Having considered the composition of the third estate as it stood in its original frame, I took a view of the representatives of the clergy. There too it appeared, that full as little regard was had to the general security of property, or to the aptitude of the deputies for their public purposes, in the principles of their election. That election was so contrived as to send a very large proportion of mere country curates to the great and arduous work of new-modelling a state; men who had never seen the state so much as in a picture; men who knew nothing of the world beyond the bounds of an obscure village; who, immersed in hopeless poverty, could regard all property, whether secular or ecclesiastical, with no other eye than that of envy; among whom must be many, who, for the smallest hope of the meanest dividend in plunder, would readily join in any attempts upon a body of wealth, in which they could hardly look to have any share, except in a general scramble. Instead of balancing the power of the active chicaners in the other assembly, these curates must necessarily become the active coadjutors, or at best the passive instruments of those with whom they had been habitually guided in their petty village concerns.

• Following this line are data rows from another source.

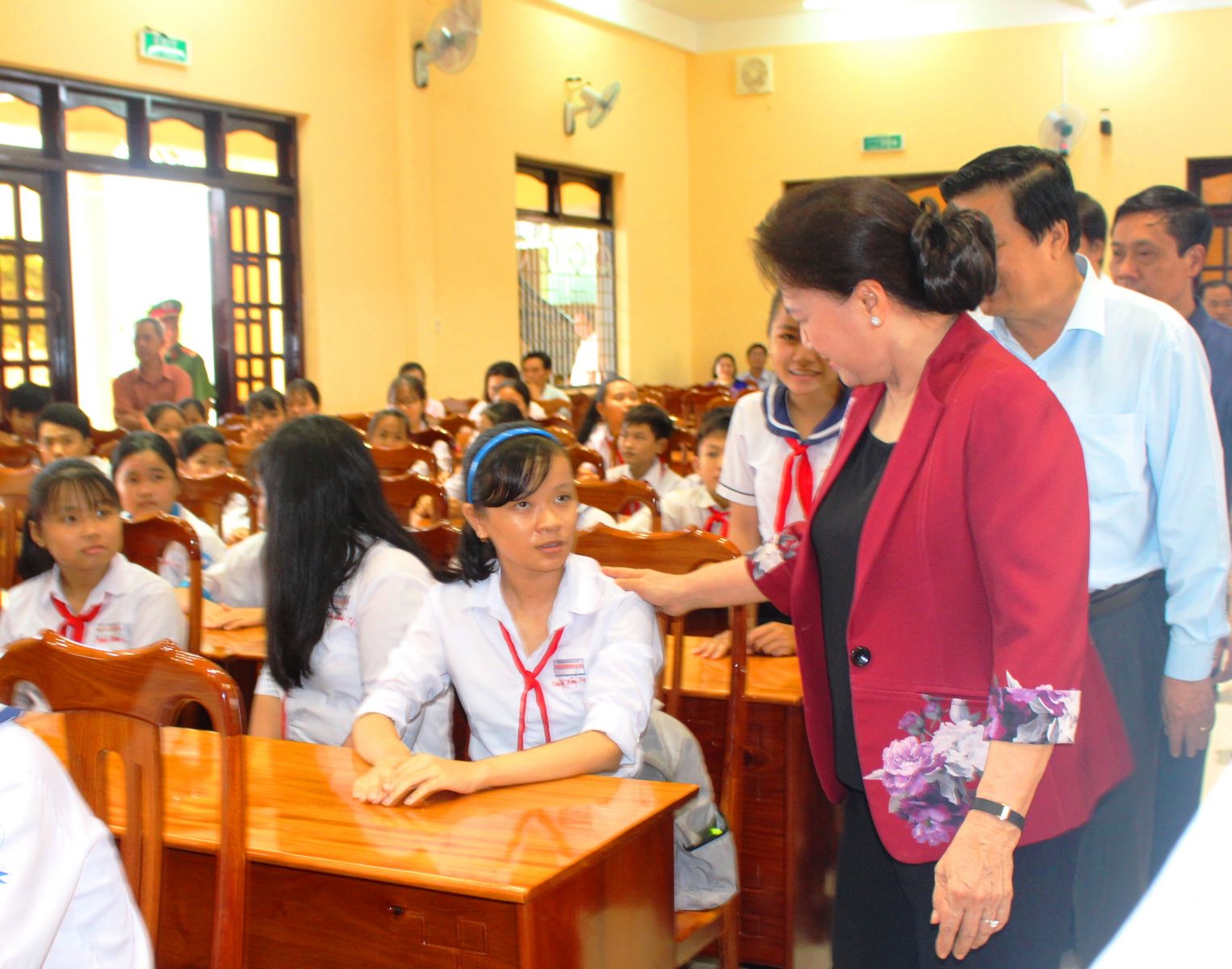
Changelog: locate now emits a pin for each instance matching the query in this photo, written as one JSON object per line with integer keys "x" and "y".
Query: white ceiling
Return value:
{"x": 704, "y": 26}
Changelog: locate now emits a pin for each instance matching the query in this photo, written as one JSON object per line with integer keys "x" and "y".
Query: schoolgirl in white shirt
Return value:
{"x": 77, "y": 581}
{"x": 777, "y": 449}
{"x": 145, "y": 468}
{"x": 600, "y": 428}
{"x": 553, "y": 665}
{"x": 342, "y": 580}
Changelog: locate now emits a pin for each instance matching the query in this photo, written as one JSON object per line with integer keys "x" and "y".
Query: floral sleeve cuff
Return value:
{"x": 1040, "y": 715}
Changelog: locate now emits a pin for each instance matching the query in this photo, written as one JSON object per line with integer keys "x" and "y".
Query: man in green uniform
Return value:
{"x": 168, "y": 313}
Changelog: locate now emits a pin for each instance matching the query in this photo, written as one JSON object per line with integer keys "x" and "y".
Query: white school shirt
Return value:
{"x": 365, "y": 622}
{"x": 684, "y": 507}
{"x": 758, "y": 447}
{"x": 173, "y": 564}
{"x": 138, "y": 608}
{"x": 237, "y": 580}
{"x": 65, "y": 898}
{"x": 601, "y": 676}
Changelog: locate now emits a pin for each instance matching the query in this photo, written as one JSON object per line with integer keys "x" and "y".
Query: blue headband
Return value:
{"x": 499, "y": 439}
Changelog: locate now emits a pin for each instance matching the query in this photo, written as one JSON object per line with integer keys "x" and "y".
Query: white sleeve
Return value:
{"x": 620, "y": 682}
{"x": 735, "y": 482}
{"x": 417, "y": 671}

They too could hardly be the most conscientious of their kind, who, presuming upon their incompetent understanding, could intrigue for a trust which led them from their natural relation to their flocks, and their natural spheres of action, to undertake the regeneration of kingdoms. This preponderating weight being added to the force of the body chicane in the tiers etat, completed that momentum of ignorance, rashness, presumption, and lust of plunder, which nothing has been able to resist.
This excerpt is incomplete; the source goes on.